Jakarta-Sejarah Paskah memiliki hal positif, yakni teladan dan nilai-nilai kehidupan yang harus dipetik dari kisah Paskah yang pada hari ini dirayakan oleh umat Kristiani di Indonesia dan seluruh dunia.
Hal tersebut dikatakan Ketua Komisi Pemberantasan Korupsi (KPK) Firli Bahuri dalam siaran pers,Minggu (17/4/2022).
Lebih lanjut menurutnya,kisah paskah tak hanya bagi umat nasrani, melainkan juga bagi seluruh umat manusia. Salah satu pelajaran yang masih relevan hingga saat ini, yakni betapa berbahayanya korupsi dan suap.
“Melalui buku dan cerita kisah Paskah dari beberapa sahabat yang nasrani, dapat saya simpulkan bahwasanya peristiwa Paskah memiliki terkaitan yang sangat erat dengan nilai-nilai pemberantasan korupsi,”ujar Firli Bahuri.
Dituturkan Firli, dalam kisah Paskah disebutkan murid Yesus bernama Judas Iskariot menerima suap 30 keping uang perak dari imam-imam kepala untuk menyerahkan Yesus agar didakwa bersalah karena menghujat Tuhan.
Yesus pun dijatuhi hukuman mati dengan cara di salib seperti lazimnya hukuman bagi seorang penjahat kala itu. Namun, Yesus kemudian bangkit dan dianggap sebagai obat penyembuh bagi jiwa tersakiti oleh umat nasrani.
“Dari peristiwa ini, sangat lugas menunjukkan betapa berbahayanya suap, salah satu praktik korupsi yang dampak destruktifnya bukan hanya merugikan keuangan dan perekonomian semata, namun juga dapat menghancurkan bahkan menghilangkan nyawa manusia dan sebuah negara,” terangnya.
Mantan Kapolda Sumatera Selatan (Sumsel) ini menuturkan, hanya dengan suap 30 koin perak yang saat ini setara sekitar 19,2 dolar AS atau jika dirupiahkan sekitar Rp 250 ribu, seorang murid tega mengkhianati gurunya hingga meregang nyawa.

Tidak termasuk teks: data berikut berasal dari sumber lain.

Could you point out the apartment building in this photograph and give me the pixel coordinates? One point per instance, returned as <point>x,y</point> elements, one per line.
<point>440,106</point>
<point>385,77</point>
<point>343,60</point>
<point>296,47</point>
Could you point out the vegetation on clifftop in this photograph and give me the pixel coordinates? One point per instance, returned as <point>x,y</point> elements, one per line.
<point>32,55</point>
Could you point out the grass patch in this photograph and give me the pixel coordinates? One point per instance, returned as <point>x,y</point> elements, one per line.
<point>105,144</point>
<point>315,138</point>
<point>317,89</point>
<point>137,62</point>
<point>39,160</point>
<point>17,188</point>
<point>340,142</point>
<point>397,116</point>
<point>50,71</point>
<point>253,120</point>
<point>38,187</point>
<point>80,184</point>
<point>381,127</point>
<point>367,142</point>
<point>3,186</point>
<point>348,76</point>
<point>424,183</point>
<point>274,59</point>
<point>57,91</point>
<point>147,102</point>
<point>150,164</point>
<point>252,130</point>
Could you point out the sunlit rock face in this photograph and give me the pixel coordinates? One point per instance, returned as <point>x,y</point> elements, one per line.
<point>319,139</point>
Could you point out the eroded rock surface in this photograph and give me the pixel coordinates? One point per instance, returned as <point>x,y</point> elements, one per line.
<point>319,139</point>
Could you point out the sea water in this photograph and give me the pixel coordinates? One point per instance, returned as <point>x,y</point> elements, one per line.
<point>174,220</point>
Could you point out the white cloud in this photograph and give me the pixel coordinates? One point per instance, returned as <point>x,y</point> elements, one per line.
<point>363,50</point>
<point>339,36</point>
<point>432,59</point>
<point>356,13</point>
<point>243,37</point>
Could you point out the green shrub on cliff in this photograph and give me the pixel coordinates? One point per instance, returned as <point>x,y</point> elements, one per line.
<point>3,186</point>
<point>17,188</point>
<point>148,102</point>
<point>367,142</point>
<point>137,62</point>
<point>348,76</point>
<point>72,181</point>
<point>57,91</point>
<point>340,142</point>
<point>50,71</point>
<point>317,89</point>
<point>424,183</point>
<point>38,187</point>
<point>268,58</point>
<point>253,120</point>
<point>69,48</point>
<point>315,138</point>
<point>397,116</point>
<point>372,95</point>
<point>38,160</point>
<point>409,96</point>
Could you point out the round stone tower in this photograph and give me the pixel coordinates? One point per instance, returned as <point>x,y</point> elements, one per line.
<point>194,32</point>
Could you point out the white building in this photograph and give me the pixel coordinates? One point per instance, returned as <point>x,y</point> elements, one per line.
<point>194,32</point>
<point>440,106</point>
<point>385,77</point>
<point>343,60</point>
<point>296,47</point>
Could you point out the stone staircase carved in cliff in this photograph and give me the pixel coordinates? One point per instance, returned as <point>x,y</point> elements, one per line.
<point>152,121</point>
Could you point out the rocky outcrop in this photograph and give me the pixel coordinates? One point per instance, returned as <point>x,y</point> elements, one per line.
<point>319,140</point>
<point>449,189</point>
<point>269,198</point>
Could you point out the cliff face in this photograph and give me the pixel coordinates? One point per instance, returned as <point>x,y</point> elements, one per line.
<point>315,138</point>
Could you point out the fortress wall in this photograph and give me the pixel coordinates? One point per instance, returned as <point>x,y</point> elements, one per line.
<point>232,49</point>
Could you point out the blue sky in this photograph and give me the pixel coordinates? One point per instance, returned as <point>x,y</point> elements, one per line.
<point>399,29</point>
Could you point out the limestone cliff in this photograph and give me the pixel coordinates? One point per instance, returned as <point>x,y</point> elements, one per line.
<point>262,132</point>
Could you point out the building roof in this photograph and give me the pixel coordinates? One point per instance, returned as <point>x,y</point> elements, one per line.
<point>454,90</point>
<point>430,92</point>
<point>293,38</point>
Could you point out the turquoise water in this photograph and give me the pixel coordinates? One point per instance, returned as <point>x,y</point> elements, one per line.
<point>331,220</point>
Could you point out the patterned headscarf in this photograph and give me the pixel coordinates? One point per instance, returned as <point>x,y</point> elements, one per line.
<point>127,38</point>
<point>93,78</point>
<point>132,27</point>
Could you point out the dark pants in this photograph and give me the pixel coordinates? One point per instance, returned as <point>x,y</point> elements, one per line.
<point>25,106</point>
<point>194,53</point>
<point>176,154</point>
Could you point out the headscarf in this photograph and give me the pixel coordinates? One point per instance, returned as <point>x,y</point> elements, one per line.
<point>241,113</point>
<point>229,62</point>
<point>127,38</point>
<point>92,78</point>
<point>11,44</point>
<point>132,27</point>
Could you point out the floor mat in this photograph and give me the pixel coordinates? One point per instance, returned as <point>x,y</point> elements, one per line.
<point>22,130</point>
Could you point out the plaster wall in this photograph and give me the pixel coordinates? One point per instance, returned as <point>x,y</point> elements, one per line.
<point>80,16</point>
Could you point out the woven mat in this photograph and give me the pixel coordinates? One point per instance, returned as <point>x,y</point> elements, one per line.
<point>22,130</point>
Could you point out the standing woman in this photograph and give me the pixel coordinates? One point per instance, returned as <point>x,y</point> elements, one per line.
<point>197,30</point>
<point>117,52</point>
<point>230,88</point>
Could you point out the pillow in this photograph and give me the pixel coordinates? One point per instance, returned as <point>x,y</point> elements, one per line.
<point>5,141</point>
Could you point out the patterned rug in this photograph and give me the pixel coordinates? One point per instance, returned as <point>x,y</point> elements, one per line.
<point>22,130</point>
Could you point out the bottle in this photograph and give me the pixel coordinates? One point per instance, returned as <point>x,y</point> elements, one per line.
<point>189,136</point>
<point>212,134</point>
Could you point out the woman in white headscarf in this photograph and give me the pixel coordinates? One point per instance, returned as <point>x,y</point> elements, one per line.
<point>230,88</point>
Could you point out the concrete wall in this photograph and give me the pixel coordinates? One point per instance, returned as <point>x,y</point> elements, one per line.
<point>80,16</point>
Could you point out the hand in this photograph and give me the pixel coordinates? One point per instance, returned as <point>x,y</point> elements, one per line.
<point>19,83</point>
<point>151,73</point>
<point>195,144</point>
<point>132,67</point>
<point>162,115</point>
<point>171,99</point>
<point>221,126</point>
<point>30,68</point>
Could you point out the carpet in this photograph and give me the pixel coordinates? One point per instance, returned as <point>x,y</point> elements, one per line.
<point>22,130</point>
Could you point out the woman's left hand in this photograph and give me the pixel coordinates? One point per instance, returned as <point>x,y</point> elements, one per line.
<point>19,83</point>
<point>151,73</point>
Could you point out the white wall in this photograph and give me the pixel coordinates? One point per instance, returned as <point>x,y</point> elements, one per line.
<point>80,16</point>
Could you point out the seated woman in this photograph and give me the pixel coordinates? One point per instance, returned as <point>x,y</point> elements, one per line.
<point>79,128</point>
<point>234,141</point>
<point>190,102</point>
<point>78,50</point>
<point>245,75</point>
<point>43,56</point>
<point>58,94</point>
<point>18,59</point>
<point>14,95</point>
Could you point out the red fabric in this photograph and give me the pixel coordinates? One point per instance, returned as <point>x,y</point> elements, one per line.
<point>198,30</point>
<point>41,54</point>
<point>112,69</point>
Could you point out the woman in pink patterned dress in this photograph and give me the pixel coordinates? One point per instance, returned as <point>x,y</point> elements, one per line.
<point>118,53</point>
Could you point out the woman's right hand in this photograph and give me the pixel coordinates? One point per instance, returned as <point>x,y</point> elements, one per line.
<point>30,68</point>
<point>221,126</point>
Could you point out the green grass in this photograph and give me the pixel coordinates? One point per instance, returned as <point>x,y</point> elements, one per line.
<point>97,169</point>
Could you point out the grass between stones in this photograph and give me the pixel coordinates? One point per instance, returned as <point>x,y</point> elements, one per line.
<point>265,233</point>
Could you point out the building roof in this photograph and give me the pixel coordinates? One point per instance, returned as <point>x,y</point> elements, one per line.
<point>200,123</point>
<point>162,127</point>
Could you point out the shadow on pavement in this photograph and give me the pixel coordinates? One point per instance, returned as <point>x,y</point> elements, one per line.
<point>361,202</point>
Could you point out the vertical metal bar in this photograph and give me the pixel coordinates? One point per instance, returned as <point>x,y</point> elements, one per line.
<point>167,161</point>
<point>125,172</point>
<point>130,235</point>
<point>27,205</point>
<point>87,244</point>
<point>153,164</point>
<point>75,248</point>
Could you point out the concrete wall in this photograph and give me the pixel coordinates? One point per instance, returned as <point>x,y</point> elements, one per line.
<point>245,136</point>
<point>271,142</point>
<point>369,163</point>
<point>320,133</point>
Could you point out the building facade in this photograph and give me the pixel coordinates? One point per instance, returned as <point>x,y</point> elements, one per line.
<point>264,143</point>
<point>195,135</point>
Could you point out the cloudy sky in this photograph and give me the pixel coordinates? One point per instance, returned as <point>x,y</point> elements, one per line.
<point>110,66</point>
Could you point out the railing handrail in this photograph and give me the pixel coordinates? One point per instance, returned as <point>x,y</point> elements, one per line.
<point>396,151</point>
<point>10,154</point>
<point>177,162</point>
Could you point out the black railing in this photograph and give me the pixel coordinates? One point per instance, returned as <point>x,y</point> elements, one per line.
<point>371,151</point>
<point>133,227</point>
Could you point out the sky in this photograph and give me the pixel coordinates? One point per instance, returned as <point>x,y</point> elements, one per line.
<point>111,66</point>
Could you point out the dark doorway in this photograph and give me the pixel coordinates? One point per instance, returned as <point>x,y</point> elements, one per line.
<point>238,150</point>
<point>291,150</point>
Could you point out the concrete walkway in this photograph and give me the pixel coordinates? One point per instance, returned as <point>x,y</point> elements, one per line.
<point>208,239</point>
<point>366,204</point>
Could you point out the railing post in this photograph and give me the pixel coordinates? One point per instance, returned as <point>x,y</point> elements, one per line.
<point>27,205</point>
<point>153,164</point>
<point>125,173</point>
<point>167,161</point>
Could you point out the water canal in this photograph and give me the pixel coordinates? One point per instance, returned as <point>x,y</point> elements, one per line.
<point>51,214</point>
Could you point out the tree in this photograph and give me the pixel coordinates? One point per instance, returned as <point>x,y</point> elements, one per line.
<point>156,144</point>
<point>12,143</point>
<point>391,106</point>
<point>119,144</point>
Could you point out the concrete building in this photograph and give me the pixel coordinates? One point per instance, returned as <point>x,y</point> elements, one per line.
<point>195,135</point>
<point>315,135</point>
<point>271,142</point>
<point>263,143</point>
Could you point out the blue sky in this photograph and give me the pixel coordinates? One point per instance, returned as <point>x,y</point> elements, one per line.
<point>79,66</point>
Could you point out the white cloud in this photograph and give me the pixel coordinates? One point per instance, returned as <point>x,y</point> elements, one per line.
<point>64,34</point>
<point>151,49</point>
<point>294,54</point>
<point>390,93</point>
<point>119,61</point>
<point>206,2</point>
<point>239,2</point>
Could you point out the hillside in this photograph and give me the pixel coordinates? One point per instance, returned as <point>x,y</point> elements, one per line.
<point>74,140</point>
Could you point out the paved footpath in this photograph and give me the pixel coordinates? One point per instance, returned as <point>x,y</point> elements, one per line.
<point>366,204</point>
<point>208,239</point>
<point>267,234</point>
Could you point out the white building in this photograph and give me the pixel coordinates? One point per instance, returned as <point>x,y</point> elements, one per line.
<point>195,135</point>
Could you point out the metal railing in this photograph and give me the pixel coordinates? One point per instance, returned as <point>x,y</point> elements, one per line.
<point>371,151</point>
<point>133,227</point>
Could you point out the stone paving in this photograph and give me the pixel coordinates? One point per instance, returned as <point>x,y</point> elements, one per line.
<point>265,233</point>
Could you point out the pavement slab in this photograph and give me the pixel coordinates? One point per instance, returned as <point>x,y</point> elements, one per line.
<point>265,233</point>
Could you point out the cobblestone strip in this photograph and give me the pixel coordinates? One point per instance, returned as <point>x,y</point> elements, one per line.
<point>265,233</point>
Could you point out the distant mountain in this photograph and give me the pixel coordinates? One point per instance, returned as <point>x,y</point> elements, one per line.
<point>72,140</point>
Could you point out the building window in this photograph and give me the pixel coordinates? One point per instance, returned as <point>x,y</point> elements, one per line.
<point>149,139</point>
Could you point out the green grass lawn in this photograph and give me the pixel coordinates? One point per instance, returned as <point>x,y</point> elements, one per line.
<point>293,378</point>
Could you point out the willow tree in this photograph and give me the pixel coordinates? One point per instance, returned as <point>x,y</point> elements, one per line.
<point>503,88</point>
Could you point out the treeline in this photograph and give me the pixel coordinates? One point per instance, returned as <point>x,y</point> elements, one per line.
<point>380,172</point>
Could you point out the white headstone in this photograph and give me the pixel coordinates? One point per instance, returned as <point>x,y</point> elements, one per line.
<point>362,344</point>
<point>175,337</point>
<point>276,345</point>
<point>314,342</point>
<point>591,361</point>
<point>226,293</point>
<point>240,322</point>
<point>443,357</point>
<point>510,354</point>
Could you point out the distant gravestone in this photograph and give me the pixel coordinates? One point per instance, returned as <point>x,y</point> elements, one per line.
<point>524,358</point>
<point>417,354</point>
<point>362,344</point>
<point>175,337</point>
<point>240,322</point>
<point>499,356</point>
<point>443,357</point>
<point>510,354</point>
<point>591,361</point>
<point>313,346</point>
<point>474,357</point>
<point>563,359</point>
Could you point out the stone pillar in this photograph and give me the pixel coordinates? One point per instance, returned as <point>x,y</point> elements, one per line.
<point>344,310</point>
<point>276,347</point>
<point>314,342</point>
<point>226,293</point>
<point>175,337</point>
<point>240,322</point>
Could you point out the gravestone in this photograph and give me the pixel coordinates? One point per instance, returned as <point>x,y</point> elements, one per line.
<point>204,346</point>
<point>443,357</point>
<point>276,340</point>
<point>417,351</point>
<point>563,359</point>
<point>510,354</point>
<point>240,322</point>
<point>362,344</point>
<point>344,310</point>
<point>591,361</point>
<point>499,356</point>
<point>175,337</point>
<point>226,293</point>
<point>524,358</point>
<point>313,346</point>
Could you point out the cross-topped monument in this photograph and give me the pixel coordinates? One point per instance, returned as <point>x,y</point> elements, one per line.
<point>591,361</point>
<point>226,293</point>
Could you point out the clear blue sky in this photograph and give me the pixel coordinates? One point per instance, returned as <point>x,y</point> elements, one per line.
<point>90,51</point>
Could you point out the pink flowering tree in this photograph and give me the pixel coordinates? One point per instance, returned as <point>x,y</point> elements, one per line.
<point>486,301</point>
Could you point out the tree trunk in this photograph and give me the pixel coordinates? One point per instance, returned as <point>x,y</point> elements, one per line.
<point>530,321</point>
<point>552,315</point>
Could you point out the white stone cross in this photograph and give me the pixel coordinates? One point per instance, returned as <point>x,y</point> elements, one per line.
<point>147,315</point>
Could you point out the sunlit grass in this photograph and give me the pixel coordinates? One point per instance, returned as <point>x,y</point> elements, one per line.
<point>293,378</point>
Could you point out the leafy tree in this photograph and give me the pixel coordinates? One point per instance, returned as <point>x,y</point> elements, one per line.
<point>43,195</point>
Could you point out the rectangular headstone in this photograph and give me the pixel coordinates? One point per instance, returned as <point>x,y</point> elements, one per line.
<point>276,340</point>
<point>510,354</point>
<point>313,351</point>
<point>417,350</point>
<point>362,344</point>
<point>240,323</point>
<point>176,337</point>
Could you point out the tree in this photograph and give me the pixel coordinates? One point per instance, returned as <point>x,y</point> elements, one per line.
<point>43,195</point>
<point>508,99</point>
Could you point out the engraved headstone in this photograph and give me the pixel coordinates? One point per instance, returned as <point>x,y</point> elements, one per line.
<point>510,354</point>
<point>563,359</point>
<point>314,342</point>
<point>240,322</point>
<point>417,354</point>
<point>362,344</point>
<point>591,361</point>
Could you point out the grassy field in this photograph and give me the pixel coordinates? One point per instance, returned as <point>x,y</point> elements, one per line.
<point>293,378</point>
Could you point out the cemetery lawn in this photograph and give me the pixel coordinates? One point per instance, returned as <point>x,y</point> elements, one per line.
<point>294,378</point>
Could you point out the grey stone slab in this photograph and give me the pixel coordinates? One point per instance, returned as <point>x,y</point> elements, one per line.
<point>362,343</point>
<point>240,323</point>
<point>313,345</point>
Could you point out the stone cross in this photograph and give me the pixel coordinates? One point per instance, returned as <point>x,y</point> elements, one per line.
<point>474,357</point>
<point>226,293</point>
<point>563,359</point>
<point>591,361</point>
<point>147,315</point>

Meski berbahaya, kejahatan korupsi serupa masih terjadi hingga saat ini. Bahkan, suap menjadi jenis tindak pidana korupsi yang paling disukai para koruptor diseluruh dunia, termasuk Indonesia.
“Berdasarkan data penanganan korupsi yang telah KPK lakukan sepanjang 2004 hingga 2021, suap merupakan kasus yang paling banyak kami tangani yakni 761 kasus,” ungkapnya.
Dalam berbagai kesempatan, Firli kerap menyampaikan faktor utama penyebab korupsi menurut teori Jack Bologne, yakni greed atau keserakahan, opportunity atau kesempatan, need atau kebutuhan, dan exposure atau pengungkapan.
Faktor lainnya yang menyebabkan seseorang melakukan tindak pidana korupsi, karena minimnya moral, etik dan integritas, serta buruk atau lemahnya sistem sehingga dapat membuka celah bagi kejahatan korupsi.
Untuk mengantisipasi terjadinya faktor-faktor tersebut, KPK tengah menjalankan strategi trisula pemberantasan korupsi yang merupakan core business komisi antirasuah.
Yakni, pendekatan pendidikan masyarakat, pendekatan pencegahan melalui perbaikan sistem, dan pendekatan penindakan secara tegas dan profesional.
Menurutnya, KPK menyadari pemberantasan korupsi bukan hanya operasi tangkap tangan (OTT), walau pun itu perlu dan penting. Namun, selain penindakan, pencegahan korupsi dengan perbaikan sistem juga tidak kalah pentingnya.
Tak hanya itu, pencegahan korupsi, membangun budaya antikorupsi melalui pendidikan masyarakat itu juga bersifat fundamental.
“Kami menamainya sebagai orkestrasi pemberantasan korupsi yaitu langkah efektif dan komprehensif pemberantasan korupsi,” beber Firli.